By ‘and beyond’ we return to Ownby’s excellent introduction. How to achieve agency and personal meaning in a very overwhelming world is a preoccupation of current undergraduate students at Oxford and perhaps most thoughtful young adults. Democracy is on the ropes and we are in a volatile, multi-polar world.
Ownby volunteers, ‘What Xiang Biao calls for is a kind of intellectual activism, grounded in the idea that in our global, wired universe, most people have the resources to understand their position in the various worlds they occupy, and on the basis of that understanding, to activate their agency to solve problems, thus making life better for individuals and communities.’
Elsewhere, Xiang says, ‘In China, whether or not you can get something done depends on how determined you are, and if you have this kind of small-scale unity, you can be enough of a pest to succeed.’
On Oxford, he’s thoroughly entertaining, and thoughtful.
Everyone in the University would profit from his impression of the place.
‘Another thing is Oxford’s self-confidence. I can’t pull it off, but it looks like fun. Britain basically has no private universities, and Oxford and Cambridge are both public, like Beida and Tsinghua. Superficially, it looks like the government runs Oxford, but in fact, Oxford runs the government…’
He also perceives Oxford as an 800-year old ‘high-level “commune”’. A reminder that part of what makes Oxford great is a degree of levelling around a higher cause, scholarship, and many assets like common rooms and common dining rooms and gardens, held in common and enjoyed together. Note that he carefully doesn’t use the ideologically charged word communism!
He likes that English academics are not for the most part paid too much or obsessed with pay, or too unequal among each other. We’re not American in that regard, as he sees it.
He also likes that when he was at Oxford he was left alone to think without being hectored for trendiness or new jargon, which he also associates with America.

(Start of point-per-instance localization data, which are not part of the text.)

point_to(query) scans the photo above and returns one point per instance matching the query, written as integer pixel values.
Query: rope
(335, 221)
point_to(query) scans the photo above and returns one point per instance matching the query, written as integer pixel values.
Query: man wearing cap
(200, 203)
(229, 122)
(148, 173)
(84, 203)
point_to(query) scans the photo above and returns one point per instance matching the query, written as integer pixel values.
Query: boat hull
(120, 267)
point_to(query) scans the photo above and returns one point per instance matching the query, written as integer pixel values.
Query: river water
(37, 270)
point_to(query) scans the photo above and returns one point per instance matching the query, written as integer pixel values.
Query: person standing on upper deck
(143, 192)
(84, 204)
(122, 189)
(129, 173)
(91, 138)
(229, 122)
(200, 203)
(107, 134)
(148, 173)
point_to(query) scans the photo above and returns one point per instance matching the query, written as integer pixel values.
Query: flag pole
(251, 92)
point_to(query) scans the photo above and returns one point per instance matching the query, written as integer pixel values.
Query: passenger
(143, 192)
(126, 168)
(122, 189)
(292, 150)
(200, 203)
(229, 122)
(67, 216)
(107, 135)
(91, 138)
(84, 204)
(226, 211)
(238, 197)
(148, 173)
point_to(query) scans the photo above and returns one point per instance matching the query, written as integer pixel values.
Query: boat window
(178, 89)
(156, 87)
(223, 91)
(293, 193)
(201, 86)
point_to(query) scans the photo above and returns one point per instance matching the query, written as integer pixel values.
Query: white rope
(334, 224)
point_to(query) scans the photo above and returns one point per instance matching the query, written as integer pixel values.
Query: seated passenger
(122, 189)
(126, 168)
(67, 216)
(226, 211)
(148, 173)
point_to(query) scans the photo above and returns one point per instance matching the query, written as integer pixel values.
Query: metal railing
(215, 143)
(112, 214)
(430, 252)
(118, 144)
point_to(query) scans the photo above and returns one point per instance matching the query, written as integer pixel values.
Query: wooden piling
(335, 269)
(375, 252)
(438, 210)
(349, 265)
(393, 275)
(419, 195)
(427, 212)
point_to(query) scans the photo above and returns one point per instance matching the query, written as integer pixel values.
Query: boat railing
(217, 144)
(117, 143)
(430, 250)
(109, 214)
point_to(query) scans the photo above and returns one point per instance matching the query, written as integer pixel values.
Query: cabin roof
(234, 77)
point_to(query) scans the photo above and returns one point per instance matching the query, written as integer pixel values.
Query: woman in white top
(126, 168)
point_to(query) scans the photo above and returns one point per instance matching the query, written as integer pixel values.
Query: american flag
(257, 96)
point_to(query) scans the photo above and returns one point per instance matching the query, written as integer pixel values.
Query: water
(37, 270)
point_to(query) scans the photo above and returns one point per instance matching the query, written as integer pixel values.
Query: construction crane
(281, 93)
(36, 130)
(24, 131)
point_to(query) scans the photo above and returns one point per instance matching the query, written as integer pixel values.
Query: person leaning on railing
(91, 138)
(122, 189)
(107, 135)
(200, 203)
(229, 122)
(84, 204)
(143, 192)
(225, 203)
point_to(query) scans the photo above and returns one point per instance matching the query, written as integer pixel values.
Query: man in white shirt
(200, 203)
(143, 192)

He jokes with his interlocutor Wu Qi that he’s actually ‘a typical petty-bourgeois populist’.
Maybe. But what he’s done here is isolate a path for young adults through the dense thicket of 21st century China, where all is not as it may seem and hardship lies close to hand.
There are too many echoes with the world ex-China, to make the book a China-only read so well done the publisher for making the text available to all.
While the book may evoke deep-seated Asian Japanese self-help traditions (think, Ikigai: The Japanese Secret to a Long and Happy Life), the reality is that this book is a bit unique, and uniquely demanding.
Like most publishing hits and flops, no one could have anticipated how it would fare until it hit the marketplace.